I haven't checked the Basics Station code to be certain if GPS is involved in this. I would check if the GPS serial connection is communicating, you may see this in the logs when Basics Station starts.
With the introduction of BlueTooth onto the Pi the serial port change swapped between from /dev/ttyAMA0 to /dev/ttyS0. From memory i think you can continue to use ttyAMA0 if you disable BlueTooth in /boot/config.txt by adding dtoverlay=disable-bt For more detail have a look at https://raspberrypi.stackexchange.com/questions/45570/how-do-i-make-serial-work-on-the-raspberry-pi3-pizerow-pi4-or-later-models/45571#45571 Not sure if this is the issue, but it's where I would start.

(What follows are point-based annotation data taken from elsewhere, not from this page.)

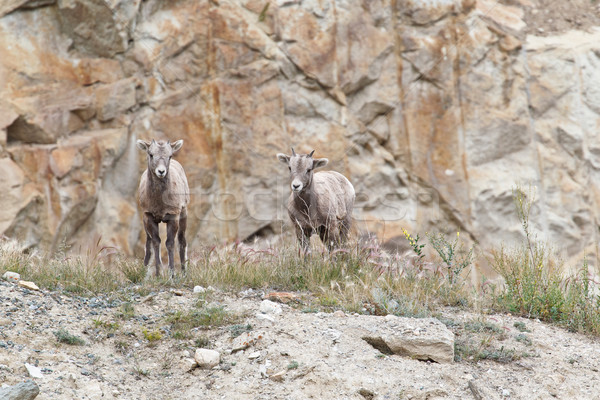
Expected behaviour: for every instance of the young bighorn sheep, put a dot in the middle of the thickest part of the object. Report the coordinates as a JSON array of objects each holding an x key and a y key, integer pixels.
[
  {"x": 164, "y": 194},
  {"x": 320, "y": 202}
]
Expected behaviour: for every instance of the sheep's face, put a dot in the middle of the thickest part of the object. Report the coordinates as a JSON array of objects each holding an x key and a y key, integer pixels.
[
  {"x": 301, "y": 168},
  {"x": 159, "y": 155}
]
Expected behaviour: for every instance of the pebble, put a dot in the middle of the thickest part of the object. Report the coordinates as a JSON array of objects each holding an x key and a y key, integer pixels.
[
  {"x": 278, "y": 376},
  {"x": 199, "y": 289},
  {"x": 265, "y": 317},
  {"x": 34, "y": 371},
  {"x": 269, "y": 307}
]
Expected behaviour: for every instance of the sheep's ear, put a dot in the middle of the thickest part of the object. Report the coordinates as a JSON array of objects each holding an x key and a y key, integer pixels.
[
  {"x": 177, "y": 145},
  {"x": 283, "y": 158},
  {"x": 143, "y": 145},
  {"x": 320, "y": 162}
]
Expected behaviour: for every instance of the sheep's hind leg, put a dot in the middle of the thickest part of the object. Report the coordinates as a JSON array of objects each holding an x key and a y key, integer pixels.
[
  {"x": 172, "y": 227},
  {"x": 303, "y": 236},
  {"x": 148, "y": 253},
  {"x": 152, "y": 231},
  {"x": 181, "y": 239}
]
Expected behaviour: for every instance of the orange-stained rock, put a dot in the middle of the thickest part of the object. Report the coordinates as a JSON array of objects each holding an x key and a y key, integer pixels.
[{"x": 434, "y": 110}]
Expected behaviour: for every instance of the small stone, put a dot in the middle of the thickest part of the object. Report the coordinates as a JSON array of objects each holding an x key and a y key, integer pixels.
[
  {"x": 28, "y": 285},
  {"x": 268, "y": 307},
  {"x": 187, "y": 364},
  {"x": 22, "y": 391},
  {"x": 34, "y": 371},
  {"x": 199, "y": 289},
  {"x": 11, "y": 276},
  {"x": 509, "y": 43},
  {"x": 265, "y": 317},
  {"x": 254, "y": 355},
  {"x": 207, "y": 359}
]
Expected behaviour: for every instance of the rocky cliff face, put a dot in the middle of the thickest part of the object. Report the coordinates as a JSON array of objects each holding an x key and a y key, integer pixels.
[{"x": 435, "y": 111}]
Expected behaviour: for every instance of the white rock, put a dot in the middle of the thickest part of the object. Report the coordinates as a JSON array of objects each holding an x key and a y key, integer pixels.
[
  {"x": 28, "y": 285},
  {"x": 11, "y": 276},
  {"x": 199, "y": 289},
  {"x": 269, "y": 307},
  {"x": 206, "y": 358},
  {"x": 265, "y": 317},
  {"x": 22, "y": 391},
  {"x": 34, "y": 371},
  {"x": 187, "y": 364}
]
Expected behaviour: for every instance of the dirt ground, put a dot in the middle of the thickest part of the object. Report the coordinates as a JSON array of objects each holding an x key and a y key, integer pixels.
[
  {"x": 550, "y": 17},
  {"x": 291, "y": 355}
]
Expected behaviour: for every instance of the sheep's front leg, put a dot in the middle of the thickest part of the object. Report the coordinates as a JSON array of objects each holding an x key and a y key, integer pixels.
[
  {"x": 181, "y": 238},
  {"x": 303, "y": 236},
  {"x": 151, "y": 226},
  {"x": 172, "y": 227},
  {"x": 148, "y": 253}
]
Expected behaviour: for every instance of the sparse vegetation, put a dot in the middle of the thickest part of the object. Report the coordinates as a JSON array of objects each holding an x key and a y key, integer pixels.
[
  {"x": 534, "y": 283},
  {"x": 153, "y": 335},
  {"x": 237, "y": 330},
  {"x": 204, "y": 316},
  {"x": 363, "y": 279},
  {"x": 293, "y": 365},
  {"x": 63, "y": 336}
]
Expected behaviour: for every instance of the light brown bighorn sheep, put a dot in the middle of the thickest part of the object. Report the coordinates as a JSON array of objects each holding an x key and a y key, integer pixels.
[
  {"x": 164, "y": 194},
  {"x": 320, "y": 202}
]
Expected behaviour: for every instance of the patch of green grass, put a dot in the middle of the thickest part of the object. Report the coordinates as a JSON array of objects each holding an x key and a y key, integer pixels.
[
  {"x": 522, "y": 338},
  {"x": 109, "y": 326},
  {"x": 480, "y": 325},
  {"x": 206, "y": 316},
  {"x": 65, "y": 337},
  {"x": 202, "y": 342},
  {"x": 534, "y": 283},
  {"x": 126, "y": 311},
  {"x": 521, "y": 327},
  {"x": 133, "y": 270},
  {"x": 153, "y": 335}
]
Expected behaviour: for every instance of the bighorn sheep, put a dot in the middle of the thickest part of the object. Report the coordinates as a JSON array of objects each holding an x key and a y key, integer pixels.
[
  {"x": 163, "y": 195},
  {"x": 320, "y": 202}
]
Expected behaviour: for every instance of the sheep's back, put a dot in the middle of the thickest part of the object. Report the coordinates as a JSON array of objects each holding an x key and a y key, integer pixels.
[
  {"x": 173, "y": 201},
  {"x": 335, "y": 194},
  {"x": 179, "y": 184}
]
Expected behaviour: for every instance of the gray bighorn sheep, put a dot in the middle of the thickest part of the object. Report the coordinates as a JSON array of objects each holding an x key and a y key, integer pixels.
[
  {"x": 163, "y": 195},
  {"x": 320, "y": 202}
]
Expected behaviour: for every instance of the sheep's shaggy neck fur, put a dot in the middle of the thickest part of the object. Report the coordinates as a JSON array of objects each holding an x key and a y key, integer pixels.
[
  {"x": 320, "y": 202},
  {"x": 164, "y": 195}
]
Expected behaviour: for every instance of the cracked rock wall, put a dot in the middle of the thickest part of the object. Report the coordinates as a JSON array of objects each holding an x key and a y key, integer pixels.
[{"x": 435, "y": 111}]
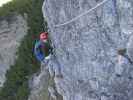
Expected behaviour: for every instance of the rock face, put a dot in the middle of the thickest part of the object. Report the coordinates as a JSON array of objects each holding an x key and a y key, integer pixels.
[
  {"x": 86, "y": 48},
  {"x": 12, "y": 30}
]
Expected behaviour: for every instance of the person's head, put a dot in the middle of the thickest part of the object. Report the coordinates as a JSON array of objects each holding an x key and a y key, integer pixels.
[
  {"x": 122, "y": 51},
  {"x": 44, "y": 36}
]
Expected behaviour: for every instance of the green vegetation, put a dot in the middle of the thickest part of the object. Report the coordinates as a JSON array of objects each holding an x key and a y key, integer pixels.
[{"x": 16, "y": 85}]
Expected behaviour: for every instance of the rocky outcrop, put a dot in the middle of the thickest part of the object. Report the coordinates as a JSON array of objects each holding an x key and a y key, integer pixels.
[
  {"x": 12, "y": 30},
  {"x": 86, "y": 47},
  {"x": 86, "y": 44}
]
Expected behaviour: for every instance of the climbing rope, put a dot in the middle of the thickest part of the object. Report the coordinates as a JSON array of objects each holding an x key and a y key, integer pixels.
[{"x": 70, "y": 21}]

orvio-craig commented 3 years ago

I've tried what you suggest, but I don't think it had much of an impact at all. I was able to view the output and see that it had got a GPS fix. Even without that the PPS signal should still come through to the SX1302 so I'd expect it shouldn't really make much differerence to timing whether or not the serial port is active?

orvio-craig commented 3 years ago

Turns out I just had to add a "pps": true to the station.conf file!